Drift netting is a fishing technique where nets, called drift nets, are allowed to drift free in a sea or lake. Usually a drift net is a gill net with floats attached to a rope along the top of the net, and weights attached to another rope along the foot of the net.

Drift nets can range in length from 25m to 2.5 miles. Nets of up to 50km have been set in recent times. Because drift nets are not anchored to the sea bottom or connected to a boat, they are sometimes lost in storms and become ghost nets.


Controversy around the use of drift nets stems not from their impact on fished populations, which, due to the selectivity parameters of the nets, are well understood, but from their impact on non-target species, particularly dolphins and turtles.
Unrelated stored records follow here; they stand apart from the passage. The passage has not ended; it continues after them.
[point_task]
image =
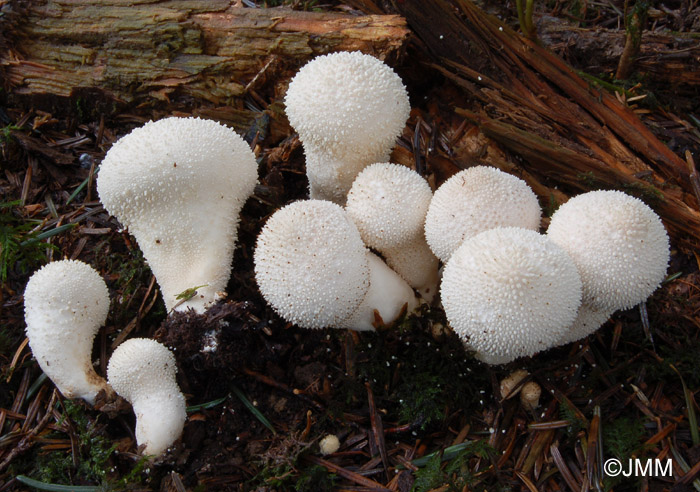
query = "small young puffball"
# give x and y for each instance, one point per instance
(178, 185)
(388, 203)
(618, 244)
(587, 321)
(510, 293)
(348, 109)
(388, 294)
(310, 264)
(530, 395)
(329, 444)
(313, 268)
(475, 200)
(65, 304)
(509, 383)
(142, 371)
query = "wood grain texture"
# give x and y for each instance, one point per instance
(211, 51)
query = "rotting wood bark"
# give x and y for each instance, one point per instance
(535, 105)
(211, 51)
(664, 58)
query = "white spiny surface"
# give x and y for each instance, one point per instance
(618, 243)
(475, 200)
(348, 109)
(65, 304)
(142, 371)
(509, 293)
(178, 185)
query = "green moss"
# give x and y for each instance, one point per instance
(20, 248)
(455, 473)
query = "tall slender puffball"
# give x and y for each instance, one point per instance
(313, 269)
(65, 303)
(178, 185)
(618, 244)
(475, 200)
(348, 109)
(142, 371)
(388, 203)
(510, 293)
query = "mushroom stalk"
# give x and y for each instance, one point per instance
(385, 300)
(142, 371)
(348, 109)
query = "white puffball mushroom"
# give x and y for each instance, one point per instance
(510, 382)
(314, 270)
(530, 395)
(475, 200)
(178, 185)
(65, 304)
(588, 320)
(329, 444)
(509, 293)
(348, 109)
(618, 243)
(142, 371)
(388, 203)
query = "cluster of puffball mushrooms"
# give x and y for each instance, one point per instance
(179, 184)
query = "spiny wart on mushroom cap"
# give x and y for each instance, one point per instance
(475, 200)
(178, 185)
(510, 293)
(348, 109)
(618, 244)
(314, 270)
(388, 202)
(142, 371)
(65, 304)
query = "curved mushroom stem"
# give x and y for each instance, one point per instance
(331, 175)
(160, 419)
(416, 264)
(387, 295)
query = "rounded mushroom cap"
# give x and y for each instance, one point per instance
(347, 103)
(388, 203)
(140, 367)
(618, 244)
(65, 303)
(166, 161)
(178, 185)
(142, 371)
(510, 293)
(310, 264)
(475, 200)
(66, 291)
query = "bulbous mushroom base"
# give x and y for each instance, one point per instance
(388, 293)
(160, 419)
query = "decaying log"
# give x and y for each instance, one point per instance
(211, 50)
(665, 58)
(533, 104)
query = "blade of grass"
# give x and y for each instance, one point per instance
(57, 488)
(207, 405)
(47, 234)
(263, 420)
(447, 454)
(81, 186)
(692, 416)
Driftnets have been commonly used by many countries in coastal waters. However, Japanese drift net fishing began to draw public attention in the mid-1980s when Japan and other Asian countries began to send large fleets to the North Pacific Ocean to catch mainly tuna and squid. Japan operated about 900 drift net vessels earning around $300 million a year. Those fishing boats were blamed not only for the indiscriminate destruction of marine life, but also for the poaching of North Pacific salmon, harming the US and Canadian fishing industries, and threatening the jobs of fishermen who did not use such methods. The first Bush administration opposed a U.S. driftnet ban because it would allegedly conflict with a treaty with Japan and Canada regarding salmon fishing in the North Pacific.

The UN General Assembly adopted a resolution which bans drift net fishing in international waters effective December, 1992. The United States still permits drift gillnet fisheries within US waters, and as of March 2007, there are over 1300 vessels fishing with drift nets in European waters . The use of drift nets in EU waters is, however, carefully regulated. Drift nets exceeding 2.5km in length have been banned since the early 1990s. The use of drift nets of any length in fisheries targeting certain specific species, including tuna and swordfish, was banned in 1998. The prohibition on the use of drift nets will be extended to EU waters of the Baltic Sea from 1 January 2008.